A Deadline piece reveals that the company has made a seven-figure pact with the resurgent Hammer Films and eOne at the Toronto International Film Festival to bring the follow-up to the 2012 horror hit to America. The first film raked in $128 million globally, thanks to the presence of a post-Harry Potter Daniel Radcliffe in the leading role.
The sequel -- directed by Tom Harper -- is already complete, so Relativity will just have to decide when they plan to place it in theaters. Radcliffe, who appears to enjoy working in genre efforts (he’s due to appear in High Tension director Alexandre Aja’s Horns next month), won’t be back for a second go round with the spectral woman of the title. Instead, the new cast is headlined by Jeremy Irvine and Helen McCroy.
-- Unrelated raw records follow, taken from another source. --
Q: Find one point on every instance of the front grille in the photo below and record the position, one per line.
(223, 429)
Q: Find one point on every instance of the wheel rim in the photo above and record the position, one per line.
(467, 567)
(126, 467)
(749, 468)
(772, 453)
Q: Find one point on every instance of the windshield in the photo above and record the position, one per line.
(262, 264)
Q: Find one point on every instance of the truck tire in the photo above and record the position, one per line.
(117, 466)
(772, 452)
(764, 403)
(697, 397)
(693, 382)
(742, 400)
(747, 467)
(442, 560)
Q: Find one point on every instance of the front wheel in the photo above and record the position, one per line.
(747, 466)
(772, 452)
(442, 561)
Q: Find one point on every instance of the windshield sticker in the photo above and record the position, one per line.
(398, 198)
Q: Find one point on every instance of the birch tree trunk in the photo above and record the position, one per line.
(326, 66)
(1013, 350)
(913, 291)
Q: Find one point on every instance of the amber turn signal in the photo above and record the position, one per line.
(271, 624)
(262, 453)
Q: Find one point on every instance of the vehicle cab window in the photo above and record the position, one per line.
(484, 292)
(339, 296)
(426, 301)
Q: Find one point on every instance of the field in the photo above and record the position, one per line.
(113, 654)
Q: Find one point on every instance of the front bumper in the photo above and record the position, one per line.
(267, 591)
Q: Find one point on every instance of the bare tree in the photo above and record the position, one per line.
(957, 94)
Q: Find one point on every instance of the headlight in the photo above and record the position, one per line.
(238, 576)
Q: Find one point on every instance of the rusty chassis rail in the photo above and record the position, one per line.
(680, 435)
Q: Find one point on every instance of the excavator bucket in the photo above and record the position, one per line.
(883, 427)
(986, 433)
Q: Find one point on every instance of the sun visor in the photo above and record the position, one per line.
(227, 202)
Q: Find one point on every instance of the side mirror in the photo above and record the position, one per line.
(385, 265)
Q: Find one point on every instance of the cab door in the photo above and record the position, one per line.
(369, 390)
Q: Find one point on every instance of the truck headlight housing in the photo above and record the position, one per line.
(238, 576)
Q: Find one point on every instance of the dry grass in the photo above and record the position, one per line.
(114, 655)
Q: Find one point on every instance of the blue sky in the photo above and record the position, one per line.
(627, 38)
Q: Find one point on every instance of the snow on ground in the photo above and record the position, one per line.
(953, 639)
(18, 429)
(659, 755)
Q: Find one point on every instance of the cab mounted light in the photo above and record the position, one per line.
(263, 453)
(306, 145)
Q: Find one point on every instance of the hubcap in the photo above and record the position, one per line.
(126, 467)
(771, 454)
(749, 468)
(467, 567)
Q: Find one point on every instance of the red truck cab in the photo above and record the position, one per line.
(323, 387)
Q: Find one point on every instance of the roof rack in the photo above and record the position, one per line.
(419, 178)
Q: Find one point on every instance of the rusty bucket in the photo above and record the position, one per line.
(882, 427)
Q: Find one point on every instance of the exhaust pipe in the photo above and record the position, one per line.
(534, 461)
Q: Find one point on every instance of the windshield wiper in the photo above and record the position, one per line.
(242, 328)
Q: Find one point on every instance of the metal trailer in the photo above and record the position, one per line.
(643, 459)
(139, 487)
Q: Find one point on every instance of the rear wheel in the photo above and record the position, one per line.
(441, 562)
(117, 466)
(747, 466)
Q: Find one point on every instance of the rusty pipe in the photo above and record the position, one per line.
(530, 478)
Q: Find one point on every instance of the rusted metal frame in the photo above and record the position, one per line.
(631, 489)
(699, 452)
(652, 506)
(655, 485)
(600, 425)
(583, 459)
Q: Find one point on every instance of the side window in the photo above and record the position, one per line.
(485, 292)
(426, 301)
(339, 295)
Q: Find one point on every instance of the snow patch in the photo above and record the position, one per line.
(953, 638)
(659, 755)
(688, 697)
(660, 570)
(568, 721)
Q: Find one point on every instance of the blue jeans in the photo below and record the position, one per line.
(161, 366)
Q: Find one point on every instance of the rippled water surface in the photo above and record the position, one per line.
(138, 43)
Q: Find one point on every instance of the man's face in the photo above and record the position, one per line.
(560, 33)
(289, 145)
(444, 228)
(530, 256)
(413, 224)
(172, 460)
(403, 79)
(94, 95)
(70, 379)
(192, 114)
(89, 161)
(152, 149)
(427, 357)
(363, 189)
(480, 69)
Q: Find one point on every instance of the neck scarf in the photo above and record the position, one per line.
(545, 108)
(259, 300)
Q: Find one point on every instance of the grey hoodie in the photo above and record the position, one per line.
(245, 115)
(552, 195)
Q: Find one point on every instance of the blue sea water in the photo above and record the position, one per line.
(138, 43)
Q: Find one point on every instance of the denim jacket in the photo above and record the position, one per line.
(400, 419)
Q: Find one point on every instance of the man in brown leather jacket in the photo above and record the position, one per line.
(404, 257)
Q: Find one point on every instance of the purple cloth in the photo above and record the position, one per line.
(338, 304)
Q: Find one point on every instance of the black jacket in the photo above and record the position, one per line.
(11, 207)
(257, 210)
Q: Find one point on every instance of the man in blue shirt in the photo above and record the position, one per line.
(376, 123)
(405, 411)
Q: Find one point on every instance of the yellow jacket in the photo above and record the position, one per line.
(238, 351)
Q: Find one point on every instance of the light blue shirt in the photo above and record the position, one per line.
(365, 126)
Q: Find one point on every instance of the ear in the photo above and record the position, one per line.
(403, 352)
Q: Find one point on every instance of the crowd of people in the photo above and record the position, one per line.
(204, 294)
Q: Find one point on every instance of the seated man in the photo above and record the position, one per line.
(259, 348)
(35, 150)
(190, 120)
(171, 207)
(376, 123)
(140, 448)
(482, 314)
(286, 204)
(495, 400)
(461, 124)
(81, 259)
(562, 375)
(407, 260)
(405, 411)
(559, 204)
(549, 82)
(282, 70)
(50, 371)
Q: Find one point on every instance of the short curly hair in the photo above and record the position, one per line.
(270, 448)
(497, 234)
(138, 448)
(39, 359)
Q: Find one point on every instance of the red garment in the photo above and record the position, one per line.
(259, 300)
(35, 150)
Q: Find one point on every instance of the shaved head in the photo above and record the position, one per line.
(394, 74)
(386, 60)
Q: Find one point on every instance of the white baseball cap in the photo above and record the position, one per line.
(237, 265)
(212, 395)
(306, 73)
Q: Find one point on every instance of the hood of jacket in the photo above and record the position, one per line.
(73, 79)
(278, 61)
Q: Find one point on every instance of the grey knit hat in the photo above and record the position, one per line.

The Woman in Black 2: Angel of Death picks up four decades after the original film ended, with a group of children evacuated from London during World War II and brought to stay at Eel Marsh House, the original title’s haunted abode. The kids re-awaken the house’s most dangerous inhabitant and Hell breaks loose.
The first official trailer for the film debuted last month. While it’s more of a teaser than a proper preview clip, it does a nice job of re-establishing the creepy ambiance and period detail of the first entry.
Relativity apparently enjoys heading to The Toronto International Film Festival in search of potential horror hits. Last year, the distributor scored the rights to fright flick Oculus, which went on to become the highest grossing title from that year’s crop of acquisitions. They’re clearly banking on something similar happening with a The Woman in Black sequel. Normally, without Daniel Radcliffe returning, we’d be a bit skeptical about how the follow-up might fare.
However, given the involvement of Hammer Films – one of the all-time classic horror studios – the feature has instant cred with hardcore genre fans. Hammer was responsible for some truly classic monster movies over the years, and is best known for their series of Dracula titles, which find Christopher Lee donning the fangs to do battle with Peter Cushing. They’ve gotten back to their horror roots over the course of the past few years, releasing a number of features, including Let Me In (a remake of cult Swedish vampire film Let the Right One In) and The Quiet Ones.